Many of you reading this know that environmental justice has been close to my heart since I was a child. It wasn't until early in college that I realized the 8-year-old Eva who wrote letters to Jeb Bush about saving manatees from motor boats was still just as present as ever. I have my parents to thank for rearing me in a home where recycling was a given and my friends' incredulous stares at the compost bucket in our kitchen was a part of everyday life. Concern for creation and an increasing obligation to make environmentalism a priority in my life has remained a primary component of who I am, especially as I've learned that environmental justice issues are deeply linked to economic and social justice issues, and from a theological perspective are embedded in scripture.
Protesting the pipeline is another chapter in this story. The Keystone XL, a proposed pipeline that would extract oil in ways exceptionally exploitative to the earth and to vulnerable communities along the location of the pipeline, would keep our nation addicted to oil, further line the pockets of profit-hungry multi-billion dollar fossil fuel companies, and (perhaps most critically of all) would add more CO2 to an atmosphere already producing harmful effects of climate change.
Participating in the rally took me even further beyond the urgency of the points I just mentioned, and into the beauty and bravery of social movements.

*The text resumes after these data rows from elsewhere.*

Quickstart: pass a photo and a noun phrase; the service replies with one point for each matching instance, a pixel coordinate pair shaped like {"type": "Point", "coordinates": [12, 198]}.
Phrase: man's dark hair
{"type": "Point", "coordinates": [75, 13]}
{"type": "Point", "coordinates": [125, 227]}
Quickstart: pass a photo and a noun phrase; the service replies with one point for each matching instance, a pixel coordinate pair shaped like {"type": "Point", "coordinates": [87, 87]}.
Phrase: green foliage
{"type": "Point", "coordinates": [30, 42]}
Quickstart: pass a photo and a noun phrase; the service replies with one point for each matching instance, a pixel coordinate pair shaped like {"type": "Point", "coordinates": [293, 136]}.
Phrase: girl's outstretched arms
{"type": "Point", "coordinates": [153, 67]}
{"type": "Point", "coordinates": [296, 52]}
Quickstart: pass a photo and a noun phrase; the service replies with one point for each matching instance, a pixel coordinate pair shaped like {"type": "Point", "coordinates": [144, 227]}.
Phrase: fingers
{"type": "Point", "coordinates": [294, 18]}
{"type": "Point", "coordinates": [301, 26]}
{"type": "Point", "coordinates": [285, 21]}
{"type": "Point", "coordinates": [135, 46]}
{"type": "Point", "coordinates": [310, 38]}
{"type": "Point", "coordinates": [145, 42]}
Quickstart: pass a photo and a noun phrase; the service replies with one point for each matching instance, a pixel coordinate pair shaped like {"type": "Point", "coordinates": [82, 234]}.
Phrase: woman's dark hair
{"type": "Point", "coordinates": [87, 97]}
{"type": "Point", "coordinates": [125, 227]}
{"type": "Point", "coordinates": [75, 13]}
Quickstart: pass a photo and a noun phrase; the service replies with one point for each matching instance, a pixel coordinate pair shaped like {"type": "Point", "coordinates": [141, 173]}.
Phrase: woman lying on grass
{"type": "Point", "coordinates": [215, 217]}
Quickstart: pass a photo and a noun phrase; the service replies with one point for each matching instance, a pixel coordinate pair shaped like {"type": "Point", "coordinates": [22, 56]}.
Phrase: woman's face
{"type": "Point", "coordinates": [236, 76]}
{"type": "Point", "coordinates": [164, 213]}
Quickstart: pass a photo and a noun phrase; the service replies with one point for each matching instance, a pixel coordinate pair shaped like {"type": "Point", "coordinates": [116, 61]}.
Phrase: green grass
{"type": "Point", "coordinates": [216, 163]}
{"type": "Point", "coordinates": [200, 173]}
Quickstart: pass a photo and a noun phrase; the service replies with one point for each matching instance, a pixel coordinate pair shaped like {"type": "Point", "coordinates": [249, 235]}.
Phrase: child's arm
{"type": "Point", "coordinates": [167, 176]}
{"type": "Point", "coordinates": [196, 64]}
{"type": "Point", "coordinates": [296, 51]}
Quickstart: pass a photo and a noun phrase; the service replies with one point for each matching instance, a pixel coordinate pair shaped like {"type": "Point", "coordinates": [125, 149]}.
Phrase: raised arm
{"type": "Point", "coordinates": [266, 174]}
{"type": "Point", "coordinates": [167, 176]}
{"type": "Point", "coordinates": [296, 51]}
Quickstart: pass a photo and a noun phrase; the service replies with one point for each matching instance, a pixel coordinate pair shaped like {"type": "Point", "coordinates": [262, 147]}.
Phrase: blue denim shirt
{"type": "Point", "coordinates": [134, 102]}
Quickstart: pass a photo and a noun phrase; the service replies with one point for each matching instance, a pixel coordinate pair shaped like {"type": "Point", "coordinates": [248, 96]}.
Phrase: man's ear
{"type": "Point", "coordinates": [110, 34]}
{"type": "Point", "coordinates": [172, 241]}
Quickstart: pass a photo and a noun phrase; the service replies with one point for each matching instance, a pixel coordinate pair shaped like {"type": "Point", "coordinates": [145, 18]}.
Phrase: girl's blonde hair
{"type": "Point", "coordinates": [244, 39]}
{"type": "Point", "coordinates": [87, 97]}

Though I was accompanied by no one I knew, I felt safe in a community of 50,000 men, women and children huddled together in the cold, crying forth dreams of justice and marching to defend the earth and its people. In the midst of the despair I often feel toward a nation characterized by political polarization, income disparity and institutionalized racism, the rally was a symbol--a powerful one--of the passion and commitment that dwells within each of us (something that I believe to be a gift from God), and the capability that we each have to confront even our darkest realities and move into the opportunity to change them for the better. It reminded me of the possibility of human beings to re-connect to the world we have been given which sustains us and to treat it and each other with compassion.
What I loved most about the rally was the sheer joy I experienced in my fellow marchers. There were plenty of chances to complain: about the cold, the fact that Obama was on vacation (woops), thirst or hunger, even the crowd. But none of those details were what was most important during those few hours. These folks were beckoning to something--a Spirit, a movement, a cause--greater than themselves. I could feel it in our dancing, our shouting, our laughter, and in the periodic "Are you doing okay?" check-ins around me. A book I'm currently reading entitled The Beloved Community (Charles Marsh) describes effective spiritual and social movements, using the example of the Civil Rights Movement, in this way:
"...[we] must not only act in specific emancipatory ways, but even more must seek to live in the present time that kind of reality that [we hope] the movement [will] bring about later."
I witnessed that reality this weekend. Despite the power of all of the players pushing for the Keystone XL to be built and the dire circumstances of climate change, the protesters chose to live into the hope that something can be done--and it has begun. This is only the beginning of the road toward our awakening to the work we must do, but it has been started with joy.
I am immensely grateful for the opportunity to not only dream big, but to act big with 50,000 big-hearted, earth-loving strangers.